Daniel Cardenas, Analyst
So just a couple of quick questions here. On the expansion efforts, the de novo expansion efforts, do you have the talent already identified to run those new offices? Or is that kind of a search in progress right now?
Louis Torchio, President and CEO
Yes, Daniel, I would say that it is a search in progress. It's a little early. We have gone out to the market here in Columbus with tangent business partners. We're currently evaluating wealth talent, small business talent. We've hired in the commercial space, middle market, and CRE. As I stated, in '26, when the calendar turns, we'll be out with some deposit gathering campaigns so that we can fully load the branches and when we open the doors hit the ground running. But as far as we have a few people internally identified that will lead the early retail efforts. And then, of course, it's a little early to go to the marketplace and hire the other staff that are needed for the branch development.
Daniel Cardenas, Analyst
And then last question for me is just in terms of the Penns Woods transaction, can you provide any color as to what the runoff on the loan and deposit portfolios is looking like? Is it in line with expectations, not as great as you thought? Or any color would be helpful.

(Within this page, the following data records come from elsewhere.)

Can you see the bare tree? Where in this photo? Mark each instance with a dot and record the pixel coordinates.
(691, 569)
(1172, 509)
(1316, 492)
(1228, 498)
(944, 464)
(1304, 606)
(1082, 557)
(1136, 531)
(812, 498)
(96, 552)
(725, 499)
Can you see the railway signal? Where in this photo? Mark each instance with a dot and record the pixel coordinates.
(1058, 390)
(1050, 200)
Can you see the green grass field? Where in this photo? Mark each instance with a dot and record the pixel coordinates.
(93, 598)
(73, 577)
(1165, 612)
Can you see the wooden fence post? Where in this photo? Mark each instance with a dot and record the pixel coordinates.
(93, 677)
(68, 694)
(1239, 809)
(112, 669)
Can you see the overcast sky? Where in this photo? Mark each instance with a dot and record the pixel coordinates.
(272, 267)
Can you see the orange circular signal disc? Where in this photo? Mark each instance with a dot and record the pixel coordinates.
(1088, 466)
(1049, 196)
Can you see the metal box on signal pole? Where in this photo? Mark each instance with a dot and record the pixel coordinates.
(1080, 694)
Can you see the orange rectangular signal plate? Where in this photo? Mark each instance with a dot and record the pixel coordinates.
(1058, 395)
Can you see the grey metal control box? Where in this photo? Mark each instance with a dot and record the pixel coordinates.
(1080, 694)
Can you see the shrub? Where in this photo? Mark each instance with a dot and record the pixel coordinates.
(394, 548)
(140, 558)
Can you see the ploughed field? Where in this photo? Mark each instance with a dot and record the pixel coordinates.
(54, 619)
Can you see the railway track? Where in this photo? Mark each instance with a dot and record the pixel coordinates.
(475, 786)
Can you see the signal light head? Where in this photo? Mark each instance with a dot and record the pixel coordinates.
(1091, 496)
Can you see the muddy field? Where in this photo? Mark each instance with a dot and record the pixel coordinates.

Douglas Schosser, Chief Financial Officer
Yes. No, it's definitely in line with our expectations. I would say maybe it's slightly better, but certainly not materially different from where we thought it would be. Again, I think new market, we have different credit standards than where the original franchise would have been. So that's going to take a little bit of time to work its way through the market, but we have not seen significant spikes that have concerned us at all. I would say it's sort of steady as she goes, and we're comfortable with what we've seen come through thus far.
Louis Torchio, President and CEO
Yes. In addition to Doug's comments, we have been very focused on integration and execution. We spent a lot of time in the marketplace, our senior leadership. Culturally, it has developed exactly like we thought. We are, as I think we pointed out both in the release and verbally, achieving the cost saves that we expect. We expect also to get to the marketplace with an improved product set. SBA lending and Penns Woods didn't have some other products and services, trust and wealth. We're pleased with the upside that the future we think from the Penns Woods acquisition will bring from a value standpoint.
Operator, Operator
That concludes our Q&A session. I will now turn the call back over to Lou Torchio for closing remarks.
Louis Torchio, President and CEO
Thank you. On behalf of the entire leadership team and the Board of Directors, thank you for joining our call this morning. With strong and stable financial foundations, tight cost controls and risk management discipline that we've described, additional scale from a larger balance sheet, we are well prepared to capitalize on the opportunities for driving sustainable, responsible and profitable growth. I look forward to updating you on the progress on our fourth quarter earnings call early next year. Have a good day.
Operator, Operator
Ladies and gentlemen, thank you all for joining, and you may now disconnect. Everyone, have a great day.